Família reportou que equipe de resgate encontrou a jovem sem vida.

Brasileira que caiu em um penhasco do Monte Rinjani, na Indonésia, Juliana Marins foi encontrada sem vida pela equipe de resgate, nesta terça-feira (24), após dias sem acesso a comida, água ou agasalhos. A notícia foi dada pela família por meio do perfil criado para atualizar informações sobre o caso.
– Hoje, a equipe de resgate conseguiu chegar até o local onde Juliana Marins estava. Com imensa tristeza, informamos que ela não resistiu. Seguimos muito gratos por todas as orações, mensagens de carinho e apoio que temos recebido – diz a nota.
A confirmação da morte de Juliana ocorre no quarto dia de buscas pela jovem, que tinha 27 anos de idade. A brasileira caiu da trilha na madrugada do último sábado (21), em uma área de difícil acesso.
Os familiares de Juliana relatam ter sido informados por funcionários do parque de que a jovem foi abandonada pelo guia mais de uma hora antes da queda. Ela teria pedido para fazer uma pausa porque estava cansada.
– A gente descobriu isso em contato com pessoas que trabalham no parque. Juliana estava nesse grupo com cinco pessoas e o guia, porém ficou muito cansada e pediu para parar um pouco. Eles seguiram em frente e o guia não ficou com ela. O guia seguiu com o grupo até o cume que eles iam alcançar, e Juliana ficou sozinha por mais de uma hora.
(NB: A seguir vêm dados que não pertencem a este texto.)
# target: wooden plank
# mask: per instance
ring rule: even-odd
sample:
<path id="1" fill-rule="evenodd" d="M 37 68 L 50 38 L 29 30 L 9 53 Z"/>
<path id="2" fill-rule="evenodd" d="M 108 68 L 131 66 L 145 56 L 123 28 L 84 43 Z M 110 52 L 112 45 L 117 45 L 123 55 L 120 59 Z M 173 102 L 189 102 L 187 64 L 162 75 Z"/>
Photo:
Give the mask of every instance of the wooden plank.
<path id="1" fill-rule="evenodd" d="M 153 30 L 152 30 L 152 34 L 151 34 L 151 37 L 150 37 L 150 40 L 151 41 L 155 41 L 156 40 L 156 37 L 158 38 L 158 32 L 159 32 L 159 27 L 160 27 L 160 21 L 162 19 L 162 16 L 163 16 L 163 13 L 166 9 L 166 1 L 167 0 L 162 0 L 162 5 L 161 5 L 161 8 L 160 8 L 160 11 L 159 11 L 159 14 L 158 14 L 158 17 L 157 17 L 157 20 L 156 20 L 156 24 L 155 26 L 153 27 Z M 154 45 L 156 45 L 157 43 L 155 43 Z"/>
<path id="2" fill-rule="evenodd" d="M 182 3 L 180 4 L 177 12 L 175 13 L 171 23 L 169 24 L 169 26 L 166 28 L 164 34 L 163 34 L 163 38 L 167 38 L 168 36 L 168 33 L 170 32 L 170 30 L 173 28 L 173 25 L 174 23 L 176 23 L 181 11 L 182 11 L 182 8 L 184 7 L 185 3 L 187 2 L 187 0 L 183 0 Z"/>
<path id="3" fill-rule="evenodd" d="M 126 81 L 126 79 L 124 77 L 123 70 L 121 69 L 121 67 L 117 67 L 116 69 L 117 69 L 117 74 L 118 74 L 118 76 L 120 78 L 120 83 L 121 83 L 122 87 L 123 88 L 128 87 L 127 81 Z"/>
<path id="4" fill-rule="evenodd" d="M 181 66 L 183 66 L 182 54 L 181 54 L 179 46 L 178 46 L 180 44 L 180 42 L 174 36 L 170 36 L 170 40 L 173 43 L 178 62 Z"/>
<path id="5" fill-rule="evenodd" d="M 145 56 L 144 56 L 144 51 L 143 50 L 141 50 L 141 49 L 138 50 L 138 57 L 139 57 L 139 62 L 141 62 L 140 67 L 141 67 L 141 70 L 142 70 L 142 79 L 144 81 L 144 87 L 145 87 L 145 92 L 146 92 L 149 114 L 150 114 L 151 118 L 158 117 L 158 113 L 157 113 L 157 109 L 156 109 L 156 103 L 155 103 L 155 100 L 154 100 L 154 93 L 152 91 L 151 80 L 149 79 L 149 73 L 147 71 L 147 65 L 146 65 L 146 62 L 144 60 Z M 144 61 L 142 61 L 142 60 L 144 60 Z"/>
Ela não sabia para onde ir, não sabia o que fazer. Quando o guia voltou, porque viu que ela estava demorando muito, ele viu que ela tinha caído lá embaixo – descreveu a irmã de Juliana, Mariana Marins.
O guia Ali Musthofa negou que tenha abandonado a jovem, mas confirmou que seguiu à frente dela, combinando de encontrá-la minutos mais tarde.
Pai da brasileira, Manoel Marins embarcou rumo à Indonésia, na manhã desta terça, para acompanhar a situação de perto. Na ocasião, ele pediu orações para que a filha pudesse voltar ao Brasil “sã e salva”. A confirmação da morte da jovem veio antes mesmo que Manoel conseguisse chegar à Indonésia.